Z szacunku to nie powinniśmy ich kaleczyć w żaden sposób siemko. Czy to się komuś podoba czy nie , to zaspokajamy rządzę polowania w sobie i tyle. Nie ma metody barbarzyńskiej lub nie . Wszystkie są podobnie barbarzyńskie , wszystkie maja ten sam cel i mogą mieć podobne skutki. To że pewna grupa muszkarzy forsuje pogląd wyższości owej metody jest tylko przejawem większej hipokryzji. Jest/może być tak samo zabójcza jak spinning. Zależy jedynie kto jak używa danej metody.

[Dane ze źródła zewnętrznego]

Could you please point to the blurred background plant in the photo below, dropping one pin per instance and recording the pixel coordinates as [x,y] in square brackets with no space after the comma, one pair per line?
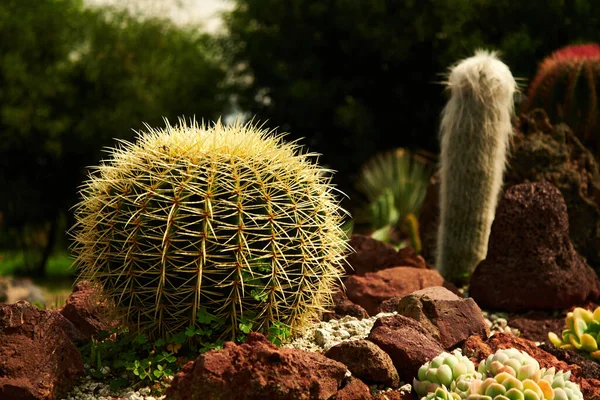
[394,184]
[346,76]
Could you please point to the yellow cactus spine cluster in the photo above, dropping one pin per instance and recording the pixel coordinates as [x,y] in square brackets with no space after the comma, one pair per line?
[228,220]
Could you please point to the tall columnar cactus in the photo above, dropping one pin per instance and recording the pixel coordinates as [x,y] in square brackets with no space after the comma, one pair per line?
[229,220]
[566,87]
[581,334]
[475,131]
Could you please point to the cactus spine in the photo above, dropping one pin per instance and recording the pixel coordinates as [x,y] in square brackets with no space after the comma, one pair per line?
[227,219]
[475,131]
[566,87]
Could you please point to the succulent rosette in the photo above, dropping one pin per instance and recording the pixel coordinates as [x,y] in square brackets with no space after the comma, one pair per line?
[582,333]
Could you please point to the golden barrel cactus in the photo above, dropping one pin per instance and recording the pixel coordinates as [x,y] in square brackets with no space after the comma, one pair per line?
[230,220]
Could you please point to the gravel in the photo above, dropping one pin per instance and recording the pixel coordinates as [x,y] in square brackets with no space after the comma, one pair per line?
[320,338]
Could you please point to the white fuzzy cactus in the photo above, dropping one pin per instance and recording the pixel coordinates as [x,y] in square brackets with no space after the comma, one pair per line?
[475,131]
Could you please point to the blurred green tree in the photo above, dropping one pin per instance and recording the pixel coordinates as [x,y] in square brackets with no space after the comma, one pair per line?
[358,77]
[71,80]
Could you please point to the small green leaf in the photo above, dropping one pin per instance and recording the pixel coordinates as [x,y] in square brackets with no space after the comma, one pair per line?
[140,339]
[190,331]
[245,326]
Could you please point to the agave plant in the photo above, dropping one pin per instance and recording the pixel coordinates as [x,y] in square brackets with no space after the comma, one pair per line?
[394,184]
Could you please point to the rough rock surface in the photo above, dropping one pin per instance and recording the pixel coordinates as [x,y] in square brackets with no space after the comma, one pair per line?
[15,289]
[477,349]
[407,343]
[541,152]
[448,318]
[372,288]
[372,255]
[258,369]
[38,359]
[555,154]
[531,263]
[366,361]
[354,389]
[343,307]
[84,310]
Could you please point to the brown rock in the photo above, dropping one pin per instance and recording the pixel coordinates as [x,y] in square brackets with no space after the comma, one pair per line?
[343,307]
[589,368]
[85,310]
[372,255]
[531,263]
[448,318]
[429,219]
[258,369]
[554,153]
[38,359]
[477,350]
[408,344]
[394,395]
[15,289]
[372,288]
[541,152]
[354,389]
[366,361]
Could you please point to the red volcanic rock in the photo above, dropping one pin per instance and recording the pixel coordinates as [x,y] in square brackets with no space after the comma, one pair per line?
[531,263]
[343,307]
[85,311]
[372,288]
[354,389]
[258,369]
[407,343]
[38,359]
[478,349]
[366,361]
[448,318]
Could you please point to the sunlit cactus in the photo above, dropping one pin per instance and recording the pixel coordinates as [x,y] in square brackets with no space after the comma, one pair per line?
[443,370]
[508,374]
[516,363]
[228,220]
[475,131]
[582,333]
[566,87]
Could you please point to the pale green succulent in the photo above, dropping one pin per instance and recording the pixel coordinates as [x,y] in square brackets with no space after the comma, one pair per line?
[443,370]
[563,388]
[582,333]
[508,374]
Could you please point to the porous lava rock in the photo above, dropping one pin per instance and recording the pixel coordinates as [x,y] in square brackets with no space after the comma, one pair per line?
[407,343]
[258,369]
[448,318]
[366,361]
[531,263]
[371,255]
[343,307]
[38,358]
[372,288]
[85,310]
[477,349]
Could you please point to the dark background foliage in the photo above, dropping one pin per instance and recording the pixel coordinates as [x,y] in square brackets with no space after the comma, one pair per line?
[351,78]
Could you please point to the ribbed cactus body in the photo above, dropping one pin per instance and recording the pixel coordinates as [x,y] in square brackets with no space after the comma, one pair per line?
[567,88]
[475,131]
[231,220]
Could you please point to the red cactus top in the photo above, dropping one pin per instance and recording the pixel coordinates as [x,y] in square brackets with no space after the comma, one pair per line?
[577,51]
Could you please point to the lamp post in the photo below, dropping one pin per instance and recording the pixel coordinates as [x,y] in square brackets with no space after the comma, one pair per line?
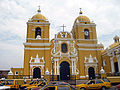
[52,69]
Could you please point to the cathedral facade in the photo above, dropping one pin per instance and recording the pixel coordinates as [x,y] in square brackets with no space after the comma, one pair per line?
[75,53]
[67,54]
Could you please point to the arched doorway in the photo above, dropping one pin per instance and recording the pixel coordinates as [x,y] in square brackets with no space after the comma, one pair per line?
[36,72]
[91,73]
[65,71]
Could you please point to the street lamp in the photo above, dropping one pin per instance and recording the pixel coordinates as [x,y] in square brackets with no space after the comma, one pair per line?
[52,69]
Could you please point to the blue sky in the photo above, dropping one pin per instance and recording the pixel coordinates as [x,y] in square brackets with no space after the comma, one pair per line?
[15,13]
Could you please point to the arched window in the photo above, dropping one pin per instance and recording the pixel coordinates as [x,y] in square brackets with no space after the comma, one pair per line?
[64,48]
[38,32]
[86,34]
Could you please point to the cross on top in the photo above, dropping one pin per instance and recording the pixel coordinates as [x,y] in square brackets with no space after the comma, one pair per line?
[63,27]
[39,6]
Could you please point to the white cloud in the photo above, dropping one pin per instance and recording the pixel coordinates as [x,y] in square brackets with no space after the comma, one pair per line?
[15,13]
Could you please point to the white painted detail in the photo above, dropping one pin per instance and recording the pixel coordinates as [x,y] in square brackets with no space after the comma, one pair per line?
[84,49]
[10,73]
[37,44]
[37,39]
[87,39]
[82,76]
[47,72]
[37,48]
[89,45]
[112,65]
[118,59]
[102,71]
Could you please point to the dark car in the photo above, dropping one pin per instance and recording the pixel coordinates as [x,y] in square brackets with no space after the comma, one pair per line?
[118,87]
[57,86]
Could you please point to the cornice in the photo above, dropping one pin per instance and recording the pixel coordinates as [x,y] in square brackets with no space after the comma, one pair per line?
[37,48]
[87,39]
[89,45]
[37,39]
[84,49]
[37,44]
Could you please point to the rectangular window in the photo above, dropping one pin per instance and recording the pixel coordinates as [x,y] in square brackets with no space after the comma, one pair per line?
[16,73]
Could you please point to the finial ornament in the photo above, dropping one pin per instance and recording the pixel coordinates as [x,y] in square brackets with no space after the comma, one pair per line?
[80,11]
[63,27]
[39,9]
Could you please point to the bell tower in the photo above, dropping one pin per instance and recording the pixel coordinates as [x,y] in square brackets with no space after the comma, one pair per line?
[84,33]
[37,45]
[84,30]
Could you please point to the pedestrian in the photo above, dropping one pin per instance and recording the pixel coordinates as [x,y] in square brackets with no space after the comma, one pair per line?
[24,81]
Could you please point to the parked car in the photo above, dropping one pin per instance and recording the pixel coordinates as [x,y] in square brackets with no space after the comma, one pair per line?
[38,86]
[13,84]
[118,87]
[2,87]
[95,84]
[32,83]
[57,86]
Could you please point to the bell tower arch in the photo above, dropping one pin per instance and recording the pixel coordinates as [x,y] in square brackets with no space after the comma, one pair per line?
[37,43]
[84,32]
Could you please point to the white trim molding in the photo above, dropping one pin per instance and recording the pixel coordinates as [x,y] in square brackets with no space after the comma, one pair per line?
[37,48]
[84,49]
[87,39]
[37,39]
[37,44]
[89,45]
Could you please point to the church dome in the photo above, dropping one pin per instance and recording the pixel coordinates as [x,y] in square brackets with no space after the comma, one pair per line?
[39,16]
[82,19]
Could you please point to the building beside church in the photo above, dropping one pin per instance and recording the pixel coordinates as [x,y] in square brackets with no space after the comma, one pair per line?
[111,57]
[75,53]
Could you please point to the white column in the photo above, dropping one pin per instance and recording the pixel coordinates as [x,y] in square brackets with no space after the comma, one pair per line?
[112,64]
[72,67]
[75,67]
[57,68]
[118,59]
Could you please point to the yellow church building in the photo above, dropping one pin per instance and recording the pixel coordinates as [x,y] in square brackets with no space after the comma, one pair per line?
[68,54]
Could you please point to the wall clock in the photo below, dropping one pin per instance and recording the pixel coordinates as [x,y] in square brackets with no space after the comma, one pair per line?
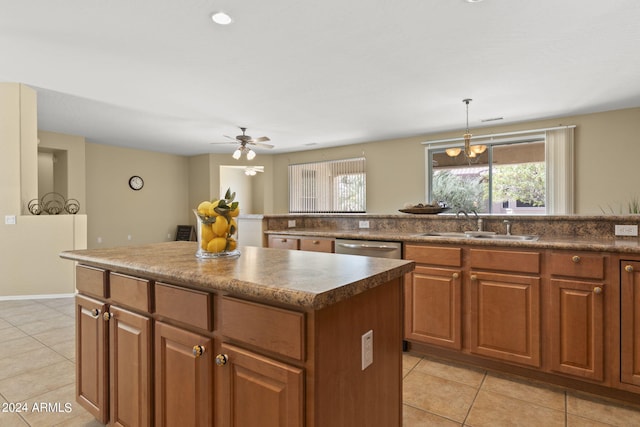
[136,183]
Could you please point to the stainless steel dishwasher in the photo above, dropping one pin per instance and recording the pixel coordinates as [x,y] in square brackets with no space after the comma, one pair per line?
[369,248]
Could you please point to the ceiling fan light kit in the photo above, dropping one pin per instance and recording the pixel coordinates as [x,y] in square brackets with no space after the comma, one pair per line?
[245,140]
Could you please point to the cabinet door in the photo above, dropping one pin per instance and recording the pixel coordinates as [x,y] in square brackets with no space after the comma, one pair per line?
[92,358]
[505,317]
[576,310]
[630,327]
[183,376]
[255,391]
[433,307]
[130,368]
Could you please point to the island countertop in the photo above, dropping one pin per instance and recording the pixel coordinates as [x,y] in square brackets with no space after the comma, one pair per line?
[309,280]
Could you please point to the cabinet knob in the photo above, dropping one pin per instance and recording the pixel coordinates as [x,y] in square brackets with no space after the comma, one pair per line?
[198,350]
[221,359]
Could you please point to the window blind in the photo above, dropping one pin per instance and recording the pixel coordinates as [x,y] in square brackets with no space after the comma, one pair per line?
[335,186]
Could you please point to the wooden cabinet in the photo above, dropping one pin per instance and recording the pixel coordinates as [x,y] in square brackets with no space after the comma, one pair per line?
[505,317]
[504,307]
[576,313]
[630,324]
[183,377]
[92,383]
[257,391]
[433,296]
[129,367]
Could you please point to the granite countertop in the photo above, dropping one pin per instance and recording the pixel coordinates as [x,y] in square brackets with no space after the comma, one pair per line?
[310,280]
[591,243]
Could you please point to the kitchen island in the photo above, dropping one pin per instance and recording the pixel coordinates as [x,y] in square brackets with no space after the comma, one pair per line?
[274,337]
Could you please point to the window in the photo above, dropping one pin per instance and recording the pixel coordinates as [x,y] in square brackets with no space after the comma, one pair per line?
[329,187]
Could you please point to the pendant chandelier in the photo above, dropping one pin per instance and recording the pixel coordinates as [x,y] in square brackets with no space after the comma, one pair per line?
[470,151]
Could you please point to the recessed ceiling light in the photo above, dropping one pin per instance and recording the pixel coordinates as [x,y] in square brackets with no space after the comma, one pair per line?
[221,18]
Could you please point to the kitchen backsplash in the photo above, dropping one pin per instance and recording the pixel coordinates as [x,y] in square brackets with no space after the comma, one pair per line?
[562,225]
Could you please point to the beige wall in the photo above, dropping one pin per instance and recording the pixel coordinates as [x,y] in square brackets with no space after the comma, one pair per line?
[607,151]
[116,212]
[29,250]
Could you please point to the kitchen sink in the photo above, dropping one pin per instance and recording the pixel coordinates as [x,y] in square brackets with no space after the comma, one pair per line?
[482,235]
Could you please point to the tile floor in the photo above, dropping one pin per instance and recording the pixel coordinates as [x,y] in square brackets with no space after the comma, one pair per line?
[37,368]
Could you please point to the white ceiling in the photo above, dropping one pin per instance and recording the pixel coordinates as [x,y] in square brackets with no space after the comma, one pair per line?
[159,75]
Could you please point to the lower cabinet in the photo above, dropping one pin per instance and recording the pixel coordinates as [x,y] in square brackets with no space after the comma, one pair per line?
[505,317]
[129,367]
[183,377]
[577,328]
[630,323]
[255,390]
[92,358]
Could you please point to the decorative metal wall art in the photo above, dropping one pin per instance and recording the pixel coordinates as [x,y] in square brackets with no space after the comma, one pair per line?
[53,204]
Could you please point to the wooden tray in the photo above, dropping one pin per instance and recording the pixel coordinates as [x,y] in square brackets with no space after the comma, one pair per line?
[431,210]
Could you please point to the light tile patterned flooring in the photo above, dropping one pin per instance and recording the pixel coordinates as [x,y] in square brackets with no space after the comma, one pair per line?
[37,363]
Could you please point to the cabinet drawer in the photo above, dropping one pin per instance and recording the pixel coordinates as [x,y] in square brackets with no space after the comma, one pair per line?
[91,281]
[436,255]
[130,291]
[588,266]
[317,245]
[283,242]
[521,262]
[184,305]
[273,329]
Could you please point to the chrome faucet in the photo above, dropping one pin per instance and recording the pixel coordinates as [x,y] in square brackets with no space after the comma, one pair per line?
[508,224]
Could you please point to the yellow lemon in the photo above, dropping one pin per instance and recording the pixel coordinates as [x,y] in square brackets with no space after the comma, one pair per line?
[220,226]
[212,208]
[231,244]
[206,233]
[233,226]
[203,208]
[217,244]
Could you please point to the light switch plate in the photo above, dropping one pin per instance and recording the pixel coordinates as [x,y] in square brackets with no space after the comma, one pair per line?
[626,230]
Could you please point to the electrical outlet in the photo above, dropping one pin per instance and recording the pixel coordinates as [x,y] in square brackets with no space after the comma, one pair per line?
[367,349]
[626,230]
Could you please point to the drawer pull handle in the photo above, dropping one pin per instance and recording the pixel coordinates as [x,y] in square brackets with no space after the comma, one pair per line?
[198,350]
[221,359]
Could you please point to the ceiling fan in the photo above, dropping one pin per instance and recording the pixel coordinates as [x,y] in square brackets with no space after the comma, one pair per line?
[245,140]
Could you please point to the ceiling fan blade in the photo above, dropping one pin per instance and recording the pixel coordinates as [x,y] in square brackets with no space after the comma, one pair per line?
[260,144]
[261,139]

Odnośnie podejścia i próby zagłuszania sumienia do naszego hobby.Prosty przykład foty pod Twoim postem. Wytargany ze swojego środowiska pstrążek trzema grotami. wytytłany w liściach . I dumny podpis ,,rybka w dobrej kondycji wróciła do wody". Brzmi jak rozgrzeszenie dla swojego niecnego czynu i zagłuszenie sumienia. Przypomina mi się powiedzonko które już może cytowałem tutaj:
,,Dobry pan , skopał (Y)-ę , obił mordę , złamał rękę i puścił wolno !
A przecież mógł zabić, dobry pan!''
Jak mniemam ten post podzieli los innych postów nie będących po myśli cenzora i jedynie słusznej lansowanej ideologii. Niemniej jednak pozdrawiam cenzora i tych którym może uda się go przeczytać.